With a tad too much interest, Manuela inquired, “And what are jour plan?”
“It is my firm intention to put the dastardly gunplay behind me.”
Doc frowned and asked, “You get that out of some damn dime novel?”
The Kid winked. “Whip Penn and the Scoundrels of Whiskey Flats.”
* * *
With no job or responsibilities, the Kid frittered away his time practicing his shooting, knocking a tin can into a twirl down the road, trimming the skeletal branches off trees, inventing situations and reeling around to slap leather and nail the evildoer, or galloping a horse and tilting off until he could snatch his rifle from the ground.
And he gambled at faro at Beaver Smith’s or Bob Hargrove’s saloon, generally favoring placing his bets on the lacquered face cards on the green felt and mentally counting and recalling what had al
ready been dealt from the shoe so he could predict what would next fall. Like all gamblers, he said he won more than he lost, but in his case it was true.
His first Saturday in Fort Sumner there was a baile, a dance, with Doc and Charlie adding a fiddle and guitar to the trumpets and violins of a six-piece band. It wasn’t only songs from Old Mexico like “El Tecolotito” but a mix of tunes such as “Rose of Killarney” and “I’ll Take You Home Again, Kathleen.” Doc invited the Kid onstage to sing the 7th Infantry’s regimental march, “The Girl I Left Behind Me,” and the Kid grinned widely with the lyrics as he sang,
Such lonely thoughts my heart
Do fill since parting with my Sallie.
I seek for one as fair and gay
But find none to remind me.
How sweet the hours I passed away
With the girl I left behind me.
Women were so scarce that Pete Maxwell’s hundred cowhands and sheepherders took numbers and waited to be yelled for, were forced to dance with the oldest ladies first, and then again stirred in the hall with that form of despair that is patience.
The high stepping included a four-couple square dance called a cuadrilla, a side-by-side waltz called a varsoviana that was accompanied by the song “Put Your Little Foot Right There,” and the excitement and shrieks of the schottische, a slow polka in Europe but faster in America, with wild pivots and twirls.
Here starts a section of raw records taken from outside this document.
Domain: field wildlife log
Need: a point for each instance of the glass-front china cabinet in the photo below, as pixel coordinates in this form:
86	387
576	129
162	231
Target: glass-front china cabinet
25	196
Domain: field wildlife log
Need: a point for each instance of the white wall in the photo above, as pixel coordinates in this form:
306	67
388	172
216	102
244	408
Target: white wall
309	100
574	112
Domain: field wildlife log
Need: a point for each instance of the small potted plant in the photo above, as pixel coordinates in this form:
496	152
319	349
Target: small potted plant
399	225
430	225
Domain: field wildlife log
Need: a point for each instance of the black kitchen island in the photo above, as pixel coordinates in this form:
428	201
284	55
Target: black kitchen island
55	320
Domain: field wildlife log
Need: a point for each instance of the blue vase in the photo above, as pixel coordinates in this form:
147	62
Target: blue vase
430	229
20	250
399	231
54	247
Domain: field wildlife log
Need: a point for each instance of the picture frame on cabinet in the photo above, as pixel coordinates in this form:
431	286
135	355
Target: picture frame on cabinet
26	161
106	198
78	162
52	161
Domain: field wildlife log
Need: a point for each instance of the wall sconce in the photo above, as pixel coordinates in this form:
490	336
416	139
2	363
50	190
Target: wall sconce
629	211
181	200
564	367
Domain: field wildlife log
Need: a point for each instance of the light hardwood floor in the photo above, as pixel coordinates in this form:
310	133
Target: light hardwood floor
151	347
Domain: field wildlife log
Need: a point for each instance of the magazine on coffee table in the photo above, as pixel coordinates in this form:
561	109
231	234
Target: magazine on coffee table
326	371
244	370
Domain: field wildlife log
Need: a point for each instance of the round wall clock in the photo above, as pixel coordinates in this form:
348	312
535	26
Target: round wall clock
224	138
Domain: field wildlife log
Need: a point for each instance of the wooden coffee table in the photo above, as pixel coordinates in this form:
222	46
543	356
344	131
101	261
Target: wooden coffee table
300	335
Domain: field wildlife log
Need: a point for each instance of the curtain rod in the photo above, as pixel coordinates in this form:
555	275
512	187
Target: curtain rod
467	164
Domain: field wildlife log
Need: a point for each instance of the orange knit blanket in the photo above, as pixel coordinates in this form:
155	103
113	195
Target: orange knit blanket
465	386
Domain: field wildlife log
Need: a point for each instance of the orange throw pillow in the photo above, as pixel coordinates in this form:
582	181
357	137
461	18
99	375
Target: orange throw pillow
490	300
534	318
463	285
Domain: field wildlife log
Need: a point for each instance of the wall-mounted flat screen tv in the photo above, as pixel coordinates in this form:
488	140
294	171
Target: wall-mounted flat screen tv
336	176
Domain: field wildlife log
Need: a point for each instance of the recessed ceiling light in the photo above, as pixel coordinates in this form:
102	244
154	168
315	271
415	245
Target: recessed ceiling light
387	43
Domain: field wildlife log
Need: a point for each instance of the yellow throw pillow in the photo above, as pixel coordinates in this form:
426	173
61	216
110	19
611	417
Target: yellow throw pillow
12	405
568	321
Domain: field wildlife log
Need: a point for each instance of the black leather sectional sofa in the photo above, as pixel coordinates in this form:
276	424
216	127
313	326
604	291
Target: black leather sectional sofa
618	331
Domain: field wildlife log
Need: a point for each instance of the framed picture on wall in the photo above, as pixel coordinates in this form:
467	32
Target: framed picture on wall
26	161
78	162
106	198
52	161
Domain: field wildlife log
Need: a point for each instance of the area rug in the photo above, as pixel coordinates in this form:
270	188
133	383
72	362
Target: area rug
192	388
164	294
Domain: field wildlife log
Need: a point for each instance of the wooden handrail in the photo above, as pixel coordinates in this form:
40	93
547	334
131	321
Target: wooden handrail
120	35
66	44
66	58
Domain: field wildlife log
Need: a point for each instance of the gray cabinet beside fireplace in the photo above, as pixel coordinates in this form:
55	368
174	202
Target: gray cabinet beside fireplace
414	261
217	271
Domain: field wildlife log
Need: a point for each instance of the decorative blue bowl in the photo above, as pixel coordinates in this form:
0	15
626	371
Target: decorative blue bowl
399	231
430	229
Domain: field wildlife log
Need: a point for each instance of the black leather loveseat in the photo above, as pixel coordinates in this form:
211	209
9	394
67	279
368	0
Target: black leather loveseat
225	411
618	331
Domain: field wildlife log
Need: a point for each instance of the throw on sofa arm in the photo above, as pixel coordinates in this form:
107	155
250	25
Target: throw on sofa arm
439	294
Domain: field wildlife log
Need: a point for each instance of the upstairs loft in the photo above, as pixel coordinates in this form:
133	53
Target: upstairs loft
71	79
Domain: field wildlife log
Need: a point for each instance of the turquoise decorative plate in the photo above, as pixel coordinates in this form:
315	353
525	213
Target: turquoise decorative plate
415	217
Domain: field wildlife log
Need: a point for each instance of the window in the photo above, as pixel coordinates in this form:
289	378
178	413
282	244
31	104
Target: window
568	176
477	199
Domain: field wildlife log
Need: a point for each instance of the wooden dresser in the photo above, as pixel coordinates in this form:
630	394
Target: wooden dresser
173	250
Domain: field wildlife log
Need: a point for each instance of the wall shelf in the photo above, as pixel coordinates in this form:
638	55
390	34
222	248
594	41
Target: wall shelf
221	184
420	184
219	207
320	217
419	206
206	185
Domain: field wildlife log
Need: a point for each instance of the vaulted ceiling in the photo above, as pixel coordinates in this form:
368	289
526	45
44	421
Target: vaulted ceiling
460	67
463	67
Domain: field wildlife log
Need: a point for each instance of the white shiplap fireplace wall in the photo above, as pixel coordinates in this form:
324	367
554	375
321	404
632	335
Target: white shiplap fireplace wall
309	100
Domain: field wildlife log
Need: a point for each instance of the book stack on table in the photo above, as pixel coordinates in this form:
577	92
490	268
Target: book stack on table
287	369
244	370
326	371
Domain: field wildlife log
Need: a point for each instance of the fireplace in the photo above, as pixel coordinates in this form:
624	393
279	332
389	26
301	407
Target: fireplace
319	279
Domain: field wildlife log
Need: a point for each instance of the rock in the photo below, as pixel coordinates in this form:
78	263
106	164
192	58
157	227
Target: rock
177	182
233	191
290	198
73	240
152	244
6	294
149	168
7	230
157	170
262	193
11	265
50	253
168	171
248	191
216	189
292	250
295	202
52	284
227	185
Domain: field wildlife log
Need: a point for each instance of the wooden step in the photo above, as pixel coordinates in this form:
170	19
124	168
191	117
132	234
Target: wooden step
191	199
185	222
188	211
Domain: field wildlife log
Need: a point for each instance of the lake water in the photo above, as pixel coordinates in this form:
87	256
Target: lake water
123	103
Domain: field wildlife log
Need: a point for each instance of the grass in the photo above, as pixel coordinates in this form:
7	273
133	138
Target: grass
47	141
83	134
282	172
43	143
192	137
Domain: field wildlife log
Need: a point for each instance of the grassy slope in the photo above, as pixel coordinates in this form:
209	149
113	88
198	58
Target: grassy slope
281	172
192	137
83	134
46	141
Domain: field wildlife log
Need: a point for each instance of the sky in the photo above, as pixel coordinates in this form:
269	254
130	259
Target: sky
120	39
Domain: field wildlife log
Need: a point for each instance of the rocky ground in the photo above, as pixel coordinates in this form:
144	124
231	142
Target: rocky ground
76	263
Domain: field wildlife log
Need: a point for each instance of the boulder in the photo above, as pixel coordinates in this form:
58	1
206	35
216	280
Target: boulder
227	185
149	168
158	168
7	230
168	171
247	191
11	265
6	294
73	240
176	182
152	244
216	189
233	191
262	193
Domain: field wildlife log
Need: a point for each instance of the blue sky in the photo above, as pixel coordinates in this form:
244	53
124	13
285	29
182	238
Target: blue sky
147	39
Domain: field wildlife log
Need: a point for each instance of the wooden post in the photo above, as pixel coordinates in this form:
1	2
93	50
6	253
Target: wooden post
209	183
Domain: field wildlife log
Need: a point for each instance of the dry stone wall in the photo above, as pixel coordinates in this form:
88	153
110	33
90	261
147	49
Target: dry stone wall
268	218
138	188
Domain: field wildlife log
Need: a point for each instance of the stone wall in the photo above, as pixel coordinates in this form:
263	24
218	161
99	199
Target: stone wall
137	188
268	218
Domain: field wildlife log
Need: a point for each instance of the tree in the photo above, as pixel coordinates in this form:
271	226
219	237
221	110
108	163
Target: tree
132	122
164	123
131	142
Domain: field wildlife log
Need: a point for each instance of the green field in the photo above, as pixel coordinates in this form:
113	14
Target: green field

With an attractive señora named Celsa Gutiérrez, the Kid flirted with a jarabe tapatío, otherwise known as a hat dance, while her liquor-addled husband dully watched from an old Victorian office chair. Then she yanked the Kid over to happily introduce him to Saval, who seemed interested only in swallowing more mescal.
Celsa was very pretty, with a pouting, pillowy mouth, copper-colored eyes, and hair more brunette than black. She told the Kid in Spanish that she and Saval had found housing in the old quartermaster store. Would he like to sleep there? They had room. The Kid said he’d give it prayerful consideration. She asked his age and confessed she was three years older. She said her maiden name was also Gutiérrez, that she and Saval were cousins. Even though her husband was within earshot, she confessed she was not in love with Saval, the marriage had been arranged, and she’d fought the family over it until she’d finally just grown tired of Saval’s ridiculous begging. Hearing that, her husband gave the Kid that woebegone, baleful look that no one wants to see, and the Kid excused himself to sit again with Manuela and Charlie, who was slumped in a chair with a fifth of Old Grand-Dad, his fiddle biding its time on his knee.